We were forced to upgrade to Python 3.12 to get rid of this issue. Sadly found no solution with Python 3.11, but with Python 3.12 the issue seems to be fixed.

antonpirker commented 11 months ago

@Zylphrex do you have any clue why this could happen in Python 3.11 but not in 3.12?

zyv commented 11 months ago

@antonpirker I've linked a related CPython issue in Python 3.11 and they fixed more of those in Python 3.12... but apparently nobody was so impressed as to backport these fixes to Python 3.11.

antonpirker commented 11 months ago

@iamyoudi have to tried upgradint to Python 3.12 to get rid of the problem?

antonpirker commented 11 months ago

Thanks @zyv

So I guess there is nothing we can do on our end.

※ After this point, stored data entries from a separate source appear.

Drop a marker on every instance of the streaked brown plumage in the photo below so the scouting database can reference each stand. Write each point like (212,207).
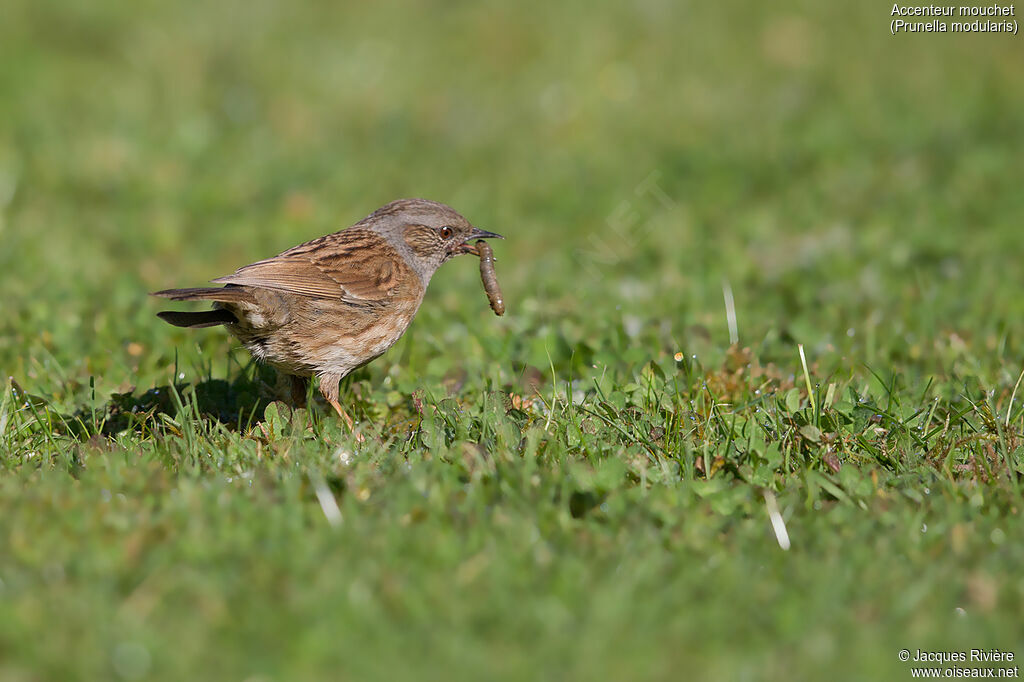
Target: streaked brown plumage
(331,305)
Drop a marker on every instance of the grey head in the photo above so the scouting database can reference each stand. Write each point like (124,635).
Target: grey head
(426,232)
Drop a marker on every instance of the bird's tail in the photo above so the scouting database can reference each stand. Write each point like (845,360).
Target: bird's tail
(206,317)
(198,320)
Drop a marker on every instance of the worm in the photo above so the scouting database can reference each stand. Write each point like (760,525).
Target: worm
(489,279)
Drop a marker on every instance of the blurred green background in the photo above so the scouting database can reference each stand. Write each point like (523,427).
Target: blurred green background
(857,193)
(841,178)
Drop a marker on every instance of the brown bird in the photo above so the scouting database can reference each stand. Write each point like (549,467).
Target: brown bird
(331,305)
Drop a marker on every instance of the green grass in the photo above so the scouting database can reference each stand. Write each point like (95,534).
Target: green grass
(580,489)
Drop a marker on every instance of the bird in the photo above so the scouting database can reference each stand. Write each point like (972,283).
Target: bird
(331,305)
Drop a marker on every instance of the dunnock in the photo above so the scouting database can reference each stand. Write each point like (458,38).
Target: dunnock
(331,305)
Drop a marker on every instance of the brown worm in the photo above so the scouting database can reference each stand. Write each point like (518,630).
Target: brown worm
(489,278)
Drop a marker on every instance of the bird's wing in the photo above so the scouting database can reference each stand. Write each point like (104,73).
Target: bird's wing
(358,266)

@zyv mentioned the problem in the CPython repo: https://github.com/python/cpython/issues/99110

The work around for this is to upgrade to Python 3.12.

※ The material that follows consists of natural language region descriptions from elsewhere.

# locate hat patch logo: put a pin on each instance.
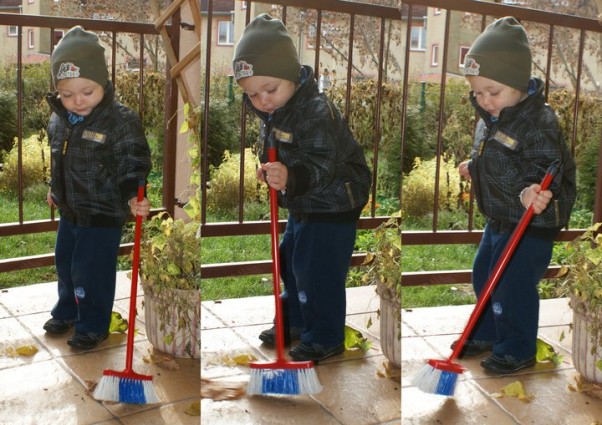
(67, 70)
(243, 69)
(471, 67)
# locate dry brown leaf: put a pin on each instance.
(221, 390)
(164, 361)
(389, 371)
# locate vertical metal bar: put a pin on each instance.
(318, 43)
(171, 132)
(114, 59)
(141, 78)
(377, 114)
(404, 92)
(549, 60)
(440, 118)
(20, 121)
(205, 127)
(349, 65)
(577, 91)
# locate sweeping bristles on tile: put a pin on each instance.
(136, 389)
(438, 377)
(280, 376)
(128, 386)
(292, 378)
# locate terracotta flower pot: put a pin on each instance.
(174, 327)
(583, 359)
(390, 340)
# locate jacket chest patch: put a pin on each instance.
(505, 140)
(94, 136)
(282, 136)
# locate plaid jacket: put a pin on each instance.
(327, 170)
(96, 164)
(514, 152)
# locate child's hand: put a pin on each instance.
(139, 208)
(276, 175)
(537, 197)
(463, 170)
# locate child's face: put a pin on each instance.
(267, 93)
(80, 95)
(493, 96)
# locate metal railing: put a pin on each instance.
(349, 12)
(111, 29)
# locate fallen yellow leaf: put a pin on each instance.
(194, 409)
(517, 389)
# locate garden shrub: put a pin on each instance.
(223, 129)
(419, 187)
(222, 195)
(35, 163)
(589, 129)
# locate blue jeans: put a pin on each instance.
(315, 259)
(511, 317)
(86, 264)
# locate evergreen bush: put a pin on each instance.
(223, 194)
(35, 163)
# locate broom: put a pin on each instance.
(128, 386)
(280, 376)
(440, 376)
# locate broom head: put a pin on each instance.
(438, 377)
(282, 377)
(126, 387)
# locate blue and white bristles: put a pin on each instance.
(432, 380)
(125, 390)
(284, 382)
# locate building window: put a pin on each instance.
(435, 55)
(225, 31)
(418, 38)
(463, 52)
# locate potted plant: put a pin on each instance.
(170, 269)
(582, 283)
(170, 275)
(384, 271)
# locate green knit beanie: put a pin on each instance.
(501, 53)
(266, 49)
(79, 55)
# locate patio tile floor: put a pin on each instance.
(52, 387)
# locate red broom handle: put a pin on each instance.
(134, 290)
(502, 262)
(273, 157)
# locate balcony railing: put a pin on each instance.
(111, 29)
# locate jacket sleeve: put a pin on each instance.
(132, 154)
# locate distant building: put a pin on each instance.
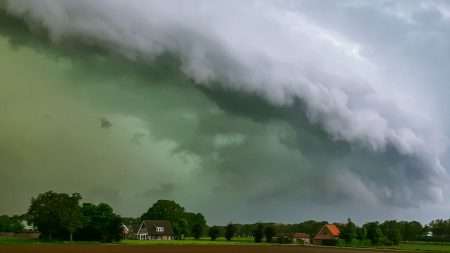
(125, 231)
(328, 235)
(27, 227)
(155, 230)
(301, 238)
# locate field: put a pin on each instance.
(244, 245)
(80, 248)
(428, 247)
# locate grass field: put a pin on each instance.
(421, 246)
(408, 247)
(191, 241)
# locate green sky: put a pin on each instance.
(229, 155)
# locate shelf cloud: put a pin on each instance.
(329, 102)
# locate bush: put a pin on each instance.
(284, 239)
(341, 243)
(214, 232)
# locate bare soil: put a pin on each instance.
(171, 249)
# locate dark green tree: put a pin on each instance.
(100, 223)
(55, 214)
(195, 220)
(258, 233)
(214, 232)
(230, 230)
(391, 230)
(411, 231)
(348, 231)
(197, 231)
(181, 221)
(269, 233)
(361, 233)
(374, 233)
(10, 224)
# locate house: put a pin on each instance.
(125, 231)
(328, 235)
(301, 238)
(155, 230)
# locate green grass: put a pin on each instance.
(15, 241)
(423, 246)
(191, 241)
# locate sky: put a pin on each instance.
(245, 111)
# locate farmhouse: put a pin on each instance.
(301, 238)
(155, 230)
(328, 235)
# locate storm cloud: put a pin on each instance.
(277, 108)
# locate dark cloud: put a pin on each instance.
(211, 130)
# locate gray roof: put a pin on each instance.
(149, 227)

I am closing this but will keep the comments open, so people can find this and maybe post future improvements in Python 3.11 or other workarounds.

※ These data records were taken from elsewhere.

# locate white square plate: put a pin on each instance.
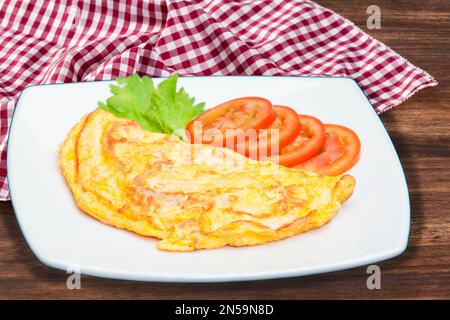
(372, 226)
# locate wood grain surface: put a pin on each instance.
(420, 130)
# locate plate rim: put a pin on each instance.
(219, 278)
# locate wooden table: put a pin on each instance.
(420, 130)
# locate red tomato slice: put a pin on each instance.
(306, 145)
(340, 152)
(242, 113)
(279, 134)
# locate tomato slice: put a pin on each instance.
(306, 145)
(283, 130)
(340, 152)
(211, 126)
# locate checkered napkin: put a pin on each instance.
(82, 40)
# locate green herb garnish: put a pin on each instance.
(162, 109)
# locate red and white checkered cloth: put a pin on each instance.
(79, 40)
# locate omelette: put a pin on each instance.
(190, 196)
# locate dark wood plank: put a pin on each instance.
(420, 129)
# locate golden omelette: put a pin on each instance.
(190, 196)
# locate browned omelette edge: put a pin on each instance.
(237, 233)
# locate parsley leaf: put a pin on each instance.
(162, 109)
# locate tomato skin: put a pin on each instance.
(306, 145)
(288, 127)
(340, 153)
(241, 113)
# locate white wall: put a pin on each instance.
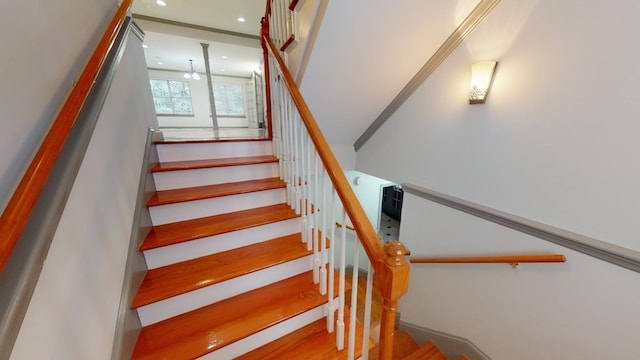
(43, 44)
(556, 142)
(200, 101)
(74, 308)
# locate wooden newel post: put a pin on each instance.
(393, 281)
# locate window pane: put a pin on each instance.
(229, 99)
(171, 97)
(182, 106)
(179, 88)
(159, 88)
(163, 105)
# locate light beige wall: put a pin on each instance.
(556, 142)
(45, 47)
(74, 308)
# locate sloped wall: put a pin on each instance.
(365, 52)
(45, 48)
(74, 308)
(556, 142)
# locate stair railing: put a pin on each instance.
(30, 218)
(320, 193)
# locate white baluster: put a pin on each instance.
(341, 286)
(332, 306)
(323, 234)
(354, 300)
(309, 195)
(367, 312)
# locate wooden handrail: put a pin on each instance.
(388, 262)
(512, 259)
(356, 213)
(20, 206)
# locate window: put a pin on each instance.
(171, 97)
(229, 99)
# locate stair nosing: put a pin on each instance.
(308, 287)
(209, 191)
(200, 277)
(168, 166)
(207, 141)
(209, 222)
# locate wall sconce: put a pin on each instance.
(481, 79)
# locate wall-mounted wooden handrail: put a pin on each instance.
(20, 206)
(511, 259)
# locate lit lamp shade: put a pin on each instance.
(481, 79)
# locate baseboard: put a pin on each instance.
(128, 325)
(452, 346)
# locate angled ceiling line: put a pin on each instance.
(475, 17)
(194, 26)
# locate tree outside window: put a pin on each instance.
(171, 97)
(229, 99)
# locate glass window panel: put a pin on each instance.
(163, 105)
(171, 97)
(229, 99)
(159, 88)
(182, 106)
(179, 88)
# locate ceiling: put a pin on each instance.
(170, 46)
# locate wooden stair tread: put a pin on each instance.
(175, 279)
(205, 141)
(311, 342)
(427, 352)
(211, 163)
(173, 233)
(165, 197)
(209, 328)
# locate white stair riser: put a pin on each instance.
(213, 150)
(266, 336)
(210, 245)
(167, 180)
(187, 210)
(192, 300)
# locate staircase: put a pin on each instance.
(229, 275)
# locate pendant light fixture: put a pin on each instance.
(190, 74)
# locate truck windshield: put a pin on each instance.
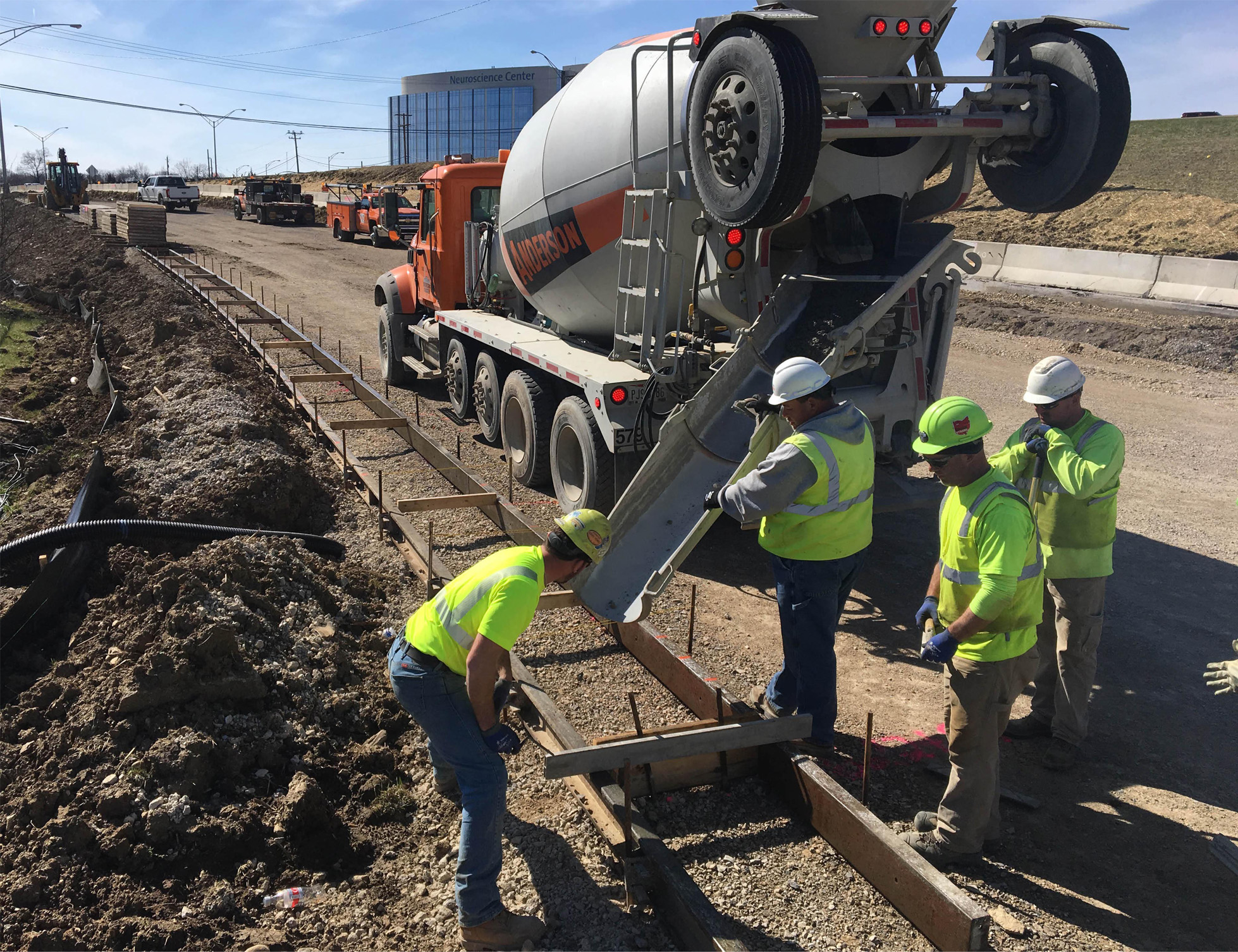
(484, 201)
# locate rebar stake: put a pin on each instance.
(691, 619)
(868, 749)
(430, 559)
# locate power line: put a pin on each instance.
(373, 32)
(182, 112)
(206, 59)
(205, 86)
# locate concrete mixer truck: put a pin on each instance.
(695, 207)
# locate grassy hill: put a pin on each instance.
(1195, 156)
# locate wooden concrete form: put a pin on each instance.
(381, 424)
(685, 909)
(429, 504)
(655, 747)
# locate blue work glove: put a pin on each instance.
(501, 740)
(939, 649)
(926, 609)
(503, 690)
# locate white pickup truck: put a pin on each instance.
(169, 191)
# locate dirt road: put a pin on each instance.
(1116, 856)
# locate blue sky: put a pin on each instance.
(1179, 55)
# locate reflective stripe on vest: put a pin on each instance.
(450, 618)
(973, 578)
(832, 503)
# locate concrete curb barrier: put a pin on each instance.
(1199, 280)
(1164, 278)
(1107, 271)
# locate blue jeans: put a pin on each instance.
(811, 597)
(436, 699)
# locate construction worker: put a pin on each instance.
(1076, 510)
(984, 597)
(814, 496)
(443, 671)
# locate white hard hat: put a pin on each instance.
(795, 378)
(1053, 379)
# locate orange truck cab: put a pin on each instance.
(384, 214)
(452, 193)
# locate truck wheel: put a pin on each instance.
(581, 466)
(460, 388)
(391, 347)
(487, 394)
(528, 410)
(1091, 106)
(754, 126)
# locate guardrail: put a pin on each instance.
(1161, 278)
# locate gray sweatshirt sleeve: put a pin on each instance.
(776, 482)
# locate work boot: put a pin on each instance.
(814, 748)
(1061, 755)
(931, 848)
(506, 930)
(758, 700)
(1026, 728)
(926, 822)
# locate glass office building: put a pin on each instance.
(477, 112)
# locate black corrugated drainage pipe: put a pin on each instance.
(142, 530)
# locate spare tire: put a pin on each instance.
(754, 126)
(1091, 103)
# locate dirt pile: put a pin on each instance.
(1120, 218)
(1203, 341)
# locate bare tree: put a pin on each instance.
(31, 165)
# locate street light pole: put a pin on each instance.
(18, 31)
(213, 125)
(539, 52)
(42, 144)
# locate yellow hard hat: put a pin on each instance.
(589, 529)
(951, 421)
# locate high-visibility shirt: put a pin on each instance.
(833, 516)
(987, 532)
(1077, 508)
(496, 598)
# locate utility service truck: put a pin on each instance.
(697, 206)
(273, 200)
(384, 214)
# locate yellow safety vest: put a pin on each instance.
(510, 581)
(1072, 523)
(1013, 630)
(832, 518)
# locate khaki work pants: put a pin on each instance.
(981, 696)
(1067, 640)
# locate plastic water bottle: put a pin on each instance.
(294, 896)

iris-baton commented 9 months ago

@antonpirker, I work with @fnmut. We've upgraded to Python 3.12, turned profiler back on... and segfaults again. Latest stacktrace is

Traceback for thread 101 [Has the GIL] (most recent call last):
    (Python) File "/usr/local/lib/python3.12/threading.py", line 1030, in _bootstrap
        self._bootstrap_inner()
    (Python) File "/usr/local/lib/python3.12/threading.py", line 1073, in _bootstrap_inner
        self.run()
    (Python) File "/usr/local/lib/python3.12/site-packages/sentry_sdk/integrations/threading.py", line 70, in run
        return old_run_func(self, *a, **kw)
    (Python) File "/usr/local/lib/python3.12/threading.py", line 1010, in run
        self._target(*self._args, **self._kwargs)
    (Python) File "/usr/local/lib/python3.12/site-packages/sentry_sdk/profiler.py", line 943, in run
        self.sampler()
    (Python) File "/usr/local/lib/python3.12/site-packages/sentry_sdk/profiler.py", line 829, in _sample_stack
        (str(tid), extract_stack(frame, cache, cwd))
    (Python) File "/usr/local/lib/python3.12/site-packages/sentry_sdk/profiler.py", line 270, in extract_stack
        f_back = raw_frame.f_back

executable: dramatiq arguments: /usr/local/bin/python3.12 /usr/local/bin/dramatiq <task_file> -p 3 -t 12 -Q

Python version: 3.12.1

sentry-sdk 1.36.0

And the stacktrace according to gdb

warning: Build-id of /usr/local/bin/../lib/libpython3.12.so.1.0 does not match core file.
[Thread debugging using libthread_db enabled]
Using host libthread_db library "/lib/x86_64-linux-gnu/libthread_db.so.1".
Core was generated by `/usr/local/bin/python3.12 /usr/local/bin/dramatiq baton_tms.tasks -p 3 -t 12 -Q'.
Program terminated with signal SIGSEGV, Segmentation fault.
#0  0x00007fc63515cbe1 in local_clear (self=0x7fc634a57100) at Python/pystate.c:1968
1968    Python/pystate.c: No such file or directory.
[Current thread is 1 (Thread 0x7fc5db7fe6c0 (LWP 101))]
(gdb) bt
#0  0x00007fc63515cbe1 in local_clear (self=0x7fc634a57100) at Python/pystate.c:1968
#1  0x00007fc635421760 in PyFunction_Type () from /usr/local/bin/../lib/libpython3.12.so.1.0
#2  0x00007fc6350c99bd in _PyDictOrValues_GetValues (dorv=...) at ./Include/internal/pycore_object.h:389
#3  _PyObject_GenericGetAttrWithDict (obj=<unknown at remote 0x7fc635038f10>, 
    name=<type at remote 0x7fc635421760>, dict=<optimized out>, suppress=0) at Objects/object.c:1442
#4  0x00007fc6350ac7f5 in _PyObject_FastCallDictTstate (tstate=0x7fc61b2cf400, callable='f_back', 
    args=0x7fc635421760 <PyFrame_Type>, nargsf=140489272850848, kwargs=0x0) at Objects/call.c:149
#5  0x0000000000000000 in ?? ()
(gdb) 
zyv commented 6 months ago

That's funny, it seems that f_back stuff still wasn't completely fixed, but it works for us with threads. Are there any open CPython issues with respect to that?

Zylphrex commented 6 months ago

What Python version are you running? I've been checking on this issue but I haven't found any new open issues in CPython that look related to this.